Como foi aludido, Returnal é um jogo onde quase tudo o que adquirimos numa run é perdido a cada morte, com a exceção de alguns upgrades permanentes e de um item ou outro. Ou seja, e para todos os efeitos, é quase como se estivéssemos a começar o jogo todo de novo com cada morte, regressando à estaca zero e tendo de voltar a arrecadar melhorias, capacidades e armas mais poderosas para fazer frente às legiões de inimigos implacáveis e bosses imponentes que se vão atravessando no nosso caminho. Esta filosofia de jogo traz consigo um grande problema que tem de ser apontado: o desrespeito pelo tempo do jogador.
 

Uma expedição de sucesso terá quase obrigatoriamente de durar cerca de 6 horas, uma vez que os jogadores terão de explorar completamente todas as salas de várias áreas de Atropos de modo a desenvolverem Selene até um ponto onde o progresso não será frustrantemente difícil. O desrespeito pelo tempo do jogador está relacionado com o facto de não ser possível gravar o nosso progresso em nenhum momento, tendo ou de deixar a consola ligada com o jogo aberto ou a consola em modo de descanso caso seja preciso parar de jogar por um momento.
 
Felizmente, este defeito é colmatado por uma jogabilidade impressionantemente bem conseguida, tornando a experiência quase viciante. Toda a ação é passada na terceira pessoa, com elementos de shooting e de plataformas. O combate destaca-se por uma implementação inovadora dos gatilhos adaptativos do DualSense: pressionar do gatilho esquerdo até meio gera disparos normais, e o pressionar do mesmo até ao fundo gera um disparo alternativo mais poderoso. Em vez de termos munições limitadas, em Returnal as armas apresentam um sistema de sobreaquecimento que nos obriga a gerir bem os disparos. No entanto, com um premir do gatilho bem temporizado, podemos regressar à ação mais depressa, e manter o ritmo de combate sempre elevado.
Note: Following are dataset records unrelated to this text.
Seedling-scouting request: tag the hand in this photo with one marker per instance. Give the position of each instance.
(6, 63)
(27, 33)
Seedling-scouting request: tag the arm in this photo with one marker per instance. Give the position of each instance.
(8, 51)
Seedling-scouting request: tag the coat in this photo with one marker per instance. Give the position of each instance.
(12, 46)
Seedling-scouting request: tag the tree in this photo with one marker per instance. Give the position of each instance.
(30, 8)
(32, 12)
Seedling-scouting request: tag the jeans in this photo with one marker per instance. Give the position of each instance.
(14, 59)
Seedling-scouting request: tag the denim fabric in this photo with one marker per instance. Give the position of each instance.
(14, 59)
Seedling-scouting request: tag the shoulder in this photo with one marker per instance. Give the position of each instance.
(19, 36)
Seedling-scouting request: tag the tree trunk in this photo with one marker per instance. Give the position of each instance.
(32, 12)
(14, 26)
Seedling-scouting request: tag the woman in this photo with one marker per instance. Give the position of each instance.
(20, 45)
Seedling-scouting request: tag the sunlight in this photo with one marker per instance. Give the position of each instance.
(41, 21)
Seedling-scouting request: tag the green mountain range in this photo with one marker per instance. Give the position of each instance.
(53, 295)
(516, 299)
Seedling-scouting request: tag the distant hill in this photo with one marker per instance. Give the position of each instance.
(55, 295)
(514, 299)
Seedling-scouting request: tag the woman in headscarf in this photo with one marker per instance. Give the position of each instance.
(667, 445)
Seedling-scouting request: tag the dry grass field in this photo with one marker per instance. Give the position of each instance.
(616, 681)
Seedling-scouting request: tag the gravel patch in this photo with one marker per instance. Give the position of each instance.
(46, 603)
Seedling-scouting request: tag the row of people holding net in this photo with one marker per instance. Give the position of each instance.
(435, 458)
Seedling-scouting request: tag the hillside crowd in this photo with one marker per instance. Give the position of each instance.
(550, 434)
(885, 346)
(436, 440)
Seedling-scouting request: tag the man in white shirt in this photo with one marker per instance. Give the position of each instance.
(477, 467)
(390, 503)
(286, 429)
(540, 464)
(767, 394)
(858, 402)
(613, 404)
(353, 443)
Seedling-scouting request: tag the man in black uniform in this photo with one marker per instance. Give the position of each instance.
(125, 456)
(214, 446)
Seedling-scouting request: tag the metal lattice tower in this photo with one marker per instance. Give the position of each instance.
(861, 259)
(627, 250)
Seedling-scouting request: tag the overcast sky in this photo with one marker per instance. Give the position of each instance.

Já nos momentos de exploração, teremos de navegar entre plataformas, com as mecânicas de salto e de impulsão satisfatoriamente bem conseguidas.
 
Apesar de parecerem mecânicas simples, Returnal é um jogo extremamente exigente. Com uma grande variedade de inimigos, cada qual com as suas habilidades específicas, é muito fácil uma sala ou arena de combate ficarem recheadas não só de inimigos diferentes, mas também de projéteis. Cada projétil vai comportar-se de maneira diferente consoante a sua cor e forma, podendo perseguir-nos, ressaltar nas paredes ou danificar-nos mesmo quando nos impulsionamos. Assim, cada confronto transforma este jogo num verdadeiro bullet hell, onde frequentemente a nossa atenção é assoberbada pela quantidade de inimigos e variedade de ataques com os quais temos de ter em conta.
 

Por tudo isto, não será incomum vermos uma expedição arruinada por uma sala surpreendentemente desafiante ou pelo surgir de novos inimigos cujas ações são imprevisíveis. Sem dúvida que estes momentos podem ser altamente frustrantes, sobretudo quando em fases mais avançadas vemos a nossa barra de vida ser completamente devastada por dois ou três ataques inesperados. Mas a verdade é que são bastantes mais os momentos em que somos puxados pelo pensamento “só mais uma vez” e nos quais nos sentimos compelidos a voltar a mergulhar numa nova expedição, do que aqueles em que nos deixamos desanimar pela frustração. O que revela bem a qualidade geral da experiência proporcionada por Returnal.
 
Infelizmente, as instâncias menos motivantes acabam por ser os encontros com bosses. Apesar de esteticamente interessantes, estes confrontos acabam por ser muito pouco memoráveis. Cada boss apresenta três fases, cada qual vai ficando mais desafiante. O problema é que quase todos acabam por utilizar os mesmos ataques que os restantes, com o ecrã a apresentar sempre uma explosão de projéteis de diferentes cores. Ficamos com a impressão de ter havido muito pouco cuidado colocado em 4 dos 5 bosses de Returnal, com apenas um dos encontros a variar da habitual fórmula de chuva de projéteis frustrantemente impossível de gerir. Assim, estes confrontos acabam por ser quase indistinguíveis uns dos outros e acrescentam muito pouco à experiência de jogo.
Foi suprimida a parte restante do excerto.